Suite à la crise exceptionnelle que nous traversons, contraints à mettre à l'arrêt, voire à renoncer à nos projets, nous sommes aussi nombreux à être très actifs et investis pour analyser les conséquences de cette période.

L'arrêt forcé de notre activité met à mal un modèle sociétal et économique de création artistique dont certains considèrent, si ce n'est qu'il est à bout de souffle, tout au moins qu'il montre ses limites. Lorsque nous sortirons de cette crise, il est vraisemblable que l'urgence économique s'imposera à nous, et qu'elle nous laissera peu le loisir de la réflexion.

Pourtant l'envie d'inventer est forte, comme le désir de mettre à profit le confinement pour penser au monde d'avant, réfléchir au monde d'après.

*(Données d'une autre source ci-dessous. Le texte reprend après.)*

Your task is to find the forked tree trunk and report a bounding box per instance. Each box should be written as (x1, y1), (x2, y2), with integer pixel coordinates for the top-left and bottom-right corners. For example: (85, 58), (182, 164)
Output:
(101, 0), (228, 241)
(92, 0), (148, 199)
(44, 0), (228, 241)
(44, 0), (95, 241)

Les artistes le savent : inventer demande du temps. Celui de la réflexion, celui de l'expérimentation, celui de la concrétisation.

Aussi, puisqu'il nous est donné de disposer de temps libre, pourquoi ne pas mettre à profit cette période pour, individuellement puis collectivement faire un état des lieux de ce qui allait ou n'allait pas avant que cette crise arrive, imaginer les changements à court ou long terme dont notre activité pourrait profiter ?

To see or not to see, qui depuis plusieurs années travaille sur la manière d'associer intelligiblement outils numériques et spectacle vivant ; en partenariat avec le SNES (Syndicat National des Entrepreneurs de Spectacles) qui représente une grande diversité d'entrepreneur du spectacle vivant, vous propose de réfléchir autour de 7 axes liés au spectacle vivant.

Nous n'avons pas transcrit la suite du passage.